Il y a un an, Max Cohen-Olivar était revenu avec nous sur ses participations aux 24 Heures du Mans pour la rubrique du Club des Pilotes. Fidèle lecteur d’Endurance-Info, le pilote marocain était toujours prêt à parler de sa passion de l’Endurance.
En dehors du Mans, Max a un riche passé en sport-auto, ponctué par de nombreux titres de Champion du Maroc depuis 1962, que ce soit sur Renault-Gordini, sur R5 Maxi Turbo ou BMW, une victoire de classe ponctuée d’une cinquième place au scratch aux 1000 Km de Paris en 1970 sur Porsche 910 et de nombreuses courses en Championnat du Monde des Voitures de Sport avec des Porsche 962, des Chevron, des Lola, entre autres… Il a aussi disputé le Trophée Andros, le Trophée Lamborghini …

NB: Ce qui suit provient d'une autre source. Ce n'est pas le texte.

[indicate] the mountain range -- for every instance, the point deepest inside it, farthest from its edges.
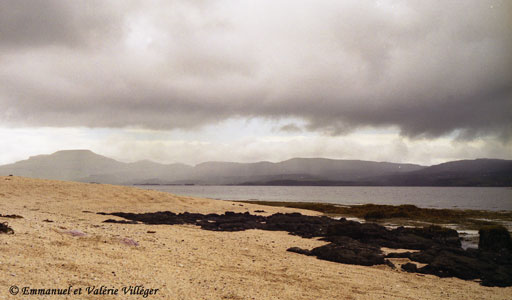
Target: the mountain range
(87, 166)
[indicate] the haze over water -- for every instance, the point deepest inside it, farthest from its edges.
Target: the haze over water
(480, 198)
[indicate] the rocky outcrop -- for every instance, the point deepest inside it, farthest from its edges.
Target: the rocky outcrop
(355, 243)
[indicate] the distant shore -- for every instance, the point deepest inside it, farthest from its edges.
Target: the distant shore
(60, 239)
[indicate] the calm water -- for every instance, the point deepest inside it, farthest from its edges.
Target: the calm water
(427, 197)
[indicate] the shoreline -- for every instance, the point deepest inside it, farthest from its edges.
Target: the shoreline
(183, 261)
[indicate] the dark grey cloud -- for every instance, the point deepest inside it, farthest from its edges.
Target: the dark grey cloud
(31, 23)
(429, 68)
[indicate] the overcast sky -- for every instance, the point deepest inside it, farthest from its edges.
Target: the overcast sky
(193, 81)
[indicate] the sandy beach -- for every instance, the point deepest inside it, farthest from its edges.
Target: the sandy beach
(61, 243)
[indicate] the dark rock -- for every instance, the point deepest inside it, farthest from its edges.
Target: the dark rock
(11, 216)
(494, 238)
(299, 250)
(4, 228)
(389, 264)
(349, 251)
(410, 267)
(119, 221)
(355, 243)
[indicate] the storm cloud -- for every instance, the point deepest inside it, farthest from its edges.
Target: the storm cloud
(428, 68)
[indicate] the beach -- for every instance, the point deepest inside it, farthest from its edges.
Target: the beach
(62, 243)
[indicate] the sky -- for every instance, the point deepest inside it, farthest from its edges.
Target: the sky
(198, 80)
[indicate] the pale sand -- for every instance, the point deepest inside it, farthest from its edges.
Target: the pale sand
(184, 262)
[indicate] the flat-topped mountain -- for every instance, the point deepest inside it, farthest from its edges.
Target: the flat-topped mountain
(87, 166)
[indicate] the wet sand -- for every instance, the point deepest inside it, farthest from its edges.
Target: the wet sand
(181, 261)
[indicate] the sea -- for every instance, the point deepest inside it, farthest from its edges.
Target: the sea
(478, 198)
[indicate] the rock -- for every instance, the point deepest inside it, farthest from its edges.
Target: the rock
(355, 243)
(11, 216)
(494, 238)
(129, 242)
(389, 264)
(410, 267)
(120, 221)
(349, 251)
(75, 232)
(299, 250)
(4, 228)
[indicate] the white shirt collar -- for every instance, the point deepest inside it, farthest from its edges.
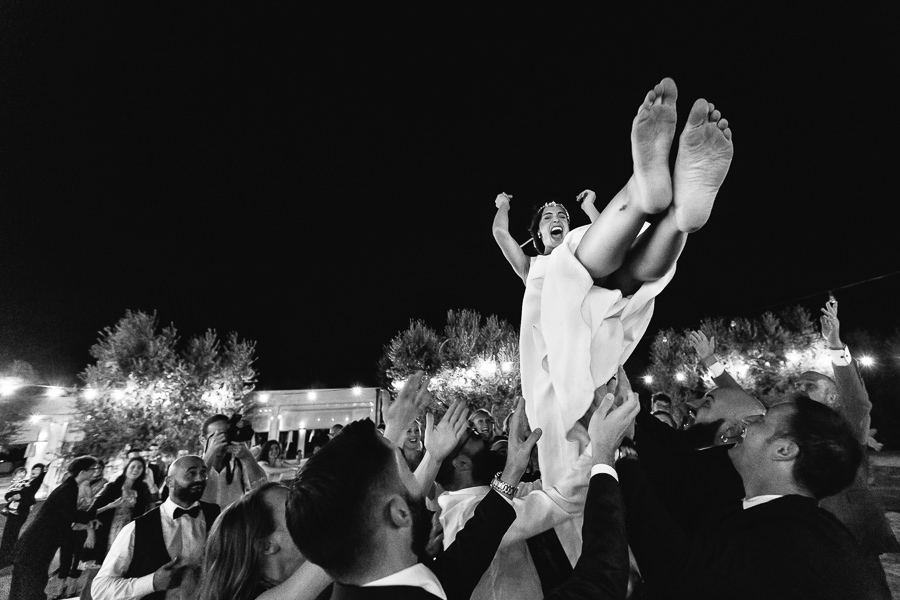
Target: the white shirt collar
(168, 507)
(417, 575)
(448, 498)
(757, 500)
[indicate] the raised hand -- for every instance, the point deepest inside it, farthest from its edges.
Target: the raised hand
(831, 326)
(169, 575)
(412, 399)
(441, 439)
(435, 538)
(610, 424)
(586, 197)
(703, 346)
(519, 448)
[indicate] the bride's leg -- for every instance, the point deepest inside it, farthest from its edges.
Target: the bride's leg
(604, 246)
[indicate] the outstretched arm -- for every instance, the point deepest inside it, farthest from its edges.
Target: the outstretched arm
(853, 399)
(440, 441)
(587, 199)
(460, 567)
(507, 242)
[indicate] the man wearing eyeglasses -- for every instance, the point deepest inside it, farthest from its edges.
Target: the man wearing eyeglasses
(483, 423)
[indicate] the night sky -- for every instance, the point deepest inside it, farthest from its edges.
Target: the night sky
(314, 181)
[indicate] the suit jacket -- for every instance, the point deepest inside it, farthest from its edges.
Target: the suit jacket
(602, 570)
(459, 567)
(857, 507)
(787, 548)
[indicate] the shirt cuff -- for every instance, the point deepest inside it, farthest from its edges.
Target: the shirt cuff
(143, 586)
(840, 357)
(601, 468)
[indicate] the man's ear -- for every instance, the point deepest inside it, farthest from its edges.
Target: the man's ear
(398, 512)
(271, 547)
(785, 449)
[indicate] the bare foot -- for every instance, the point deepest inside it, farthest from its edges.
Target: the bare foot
(704, 155)
(651, 140)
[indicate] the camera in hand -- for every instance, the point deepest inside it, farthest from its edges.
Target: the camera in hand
(237, 432)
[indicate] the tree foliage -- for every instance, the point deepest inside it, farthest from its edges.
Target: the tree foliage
(765, 355)
(473, 358)
(150, 386)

Il était présent au Salon Rétromobile (au premier plan, à la gauche de Romain Dumas et Gérard Larrousse sur la photo ci-dessous- pour la remise d’un Trophée à Romain Dumas au nom du Club des Pilotes.
Max, né à Casablanca et franco-marocain, nous a fait part de son sentiment à propos des 24 Heures du Mans :
« Lorsque je pense aux 24 Heures du Mans, des milliers d’émotions m’envahissent et il m’est difficile d’en faire le tri pour les attribuer à telle ou telle édition, après 20 années d’assiduité au Mans, mes souvenirs semblent intemporels.
Ils ont une unité de lieu mais se promènent et se bousculent depuis 1971 , époque où l’on traversait « Maison Blanche » sans ralentisseurs , où l’on passait la Courbe Dunlop sans chicane, où en arrivant vers Indianapolis une voiture en feu obstrue toute la piste et qu’il faut traverser un épais nuage à près de 300 km/h sans savoir ce que l’on va trouver derrière.
Le Mans, c’est aussi la pluie qui ne veut plus s’arrêter dans la nuit, c’est la brume du petit matin qui occulte 200 mètres de route. C’est le coéquipier à qui l’on passe le relais comme si on lui confiait sa propre vie, c’est la peine immense pour tous ceux qui sont restés quelque part sur ces 13,300 km et que l’on ne reverra plus.
C’est encore un rayon de soleil qui vous brûle les yeux fatigués par une nuit de tension, c’est un moteur qui tourne à plein régime sur toute la ligne droite des Hunaudières, sans une fausse note, comme une mélodie qui vous fait traverser l’espace à 100 mètres/seconde, dans un plaisir immense de plénitude.
C’est enfin 16h00, des drapeaux multicolores qui s’agitent, une communion de pensée avec ces commissaires de piste qui vous ont protégés pendant toutes ces 24 heures.
C’est aussi la voix de Jacques Petitjean qui résonne de ses propos vrais et nous réchauffe de son amitié au Club Primagaz en sablant le champagne de l’arrivée.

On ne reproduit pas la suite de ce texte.